The Climbing CATS strategy is based on a momentum plus value combination.  It starts with reasonably-sized Canadian firms and then focuses in on value stocks.  Call them Cheap And Thrifty Stocks, or CATS, if you will.  But it also looks for firms with strong relative momentum that have Climbed higher in recent times.  Both value and momentum have worked well in the past.

More specifically, when it comes to size we start with a list of about 200 of the largest stocks that trade on the TSX.  We then narrow down the search to stocks that have low-to-moderate price-to-earnings ratios.  Finally, we pick stocks that have fared the best over the last 12 months.
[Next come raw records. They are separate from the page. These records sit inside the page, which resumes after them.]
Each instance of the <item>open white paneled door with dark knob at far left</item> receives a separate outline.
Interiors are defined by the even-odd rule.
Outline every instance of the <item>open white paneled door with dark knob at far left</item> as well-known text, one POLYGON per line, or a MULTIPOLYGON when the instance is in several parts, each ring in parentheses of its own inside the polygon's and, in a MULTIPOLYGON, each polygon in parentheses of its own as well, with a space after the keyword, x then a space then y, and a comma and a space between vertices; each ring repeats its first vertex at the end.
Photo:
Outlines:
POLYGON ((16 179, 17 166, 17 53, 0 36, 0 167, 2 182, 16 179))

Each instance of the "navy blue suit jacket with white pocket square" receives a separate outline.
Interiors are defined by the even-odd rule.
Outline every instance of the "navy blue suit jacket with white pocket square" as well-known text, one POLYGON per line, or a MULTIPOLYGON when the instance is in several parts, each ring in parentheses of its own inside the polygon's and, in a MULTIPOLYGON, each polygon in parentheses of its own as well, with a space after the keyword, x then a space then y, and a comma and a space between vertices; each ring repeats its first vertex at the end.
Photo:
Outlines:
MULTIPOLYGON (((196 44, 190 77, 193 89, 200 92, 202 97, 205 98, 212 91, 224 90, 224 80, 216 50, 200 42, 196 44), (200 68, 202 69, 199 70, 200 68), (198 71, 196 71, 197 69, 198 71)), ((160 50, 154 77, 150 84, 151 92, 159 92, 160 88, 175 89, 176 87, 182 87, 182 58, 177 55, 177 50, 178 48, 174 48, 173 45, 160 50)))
The current list of Climbing CATS is shown in the table below.  It represents a starting point for those who want to put some money to work and is best suited for more aggressive and experienced investors.  Investors should aim to hold the CATS for a year.

Climbing CATS


Name Price P/E Dividend Yield Total Return
Tembec (TMB) $4.62 10.50 0.00% 285.0%
Air Canada (AC) $27.92 9.25 0.00% 125.3%
West Fraser Timber (WFT) $75.72 13.06 0.58% 89.2%
IAMGOLD (IMG) $7.79 5.41 0.00% 79.1%
Canfor (CFP) $24.90 13.99 0.00% 75.4%
AGF Management (AGF/B) $8.14 13.57 3.93% 73.0%
Cogeco (CGO) $82.47 11.86 1.65% 69.0%
Transcontinental (TCL/A) $26.65 10.51 3.00% 58.5%
Wajax (WJX) $21.66 14.54 4.62% 58.2%
Martinrea International (MRE) $12.78 7.30 0.94% 55.3%

Source: Bloomberg as of October 11, 2017

Notes

Price: Closing price per share

P/E: Price to Earnings Ratio

Total Return: The total return generated by the stock over the last year

Dividend Yield: Expected-Annual-Dividend divided by Price, expressed as a percentage

As always, do your own due diligence before buying any stock, including those featured here. Make sure its situation hasn’t changed in some important way, read the latest press releases and regulatory filings and take special care with stocks that trade infrequently. Remember, stocks can be risky. So, be careful out there. (Norm may own shares of some, or all, of the stocks mentioned here.)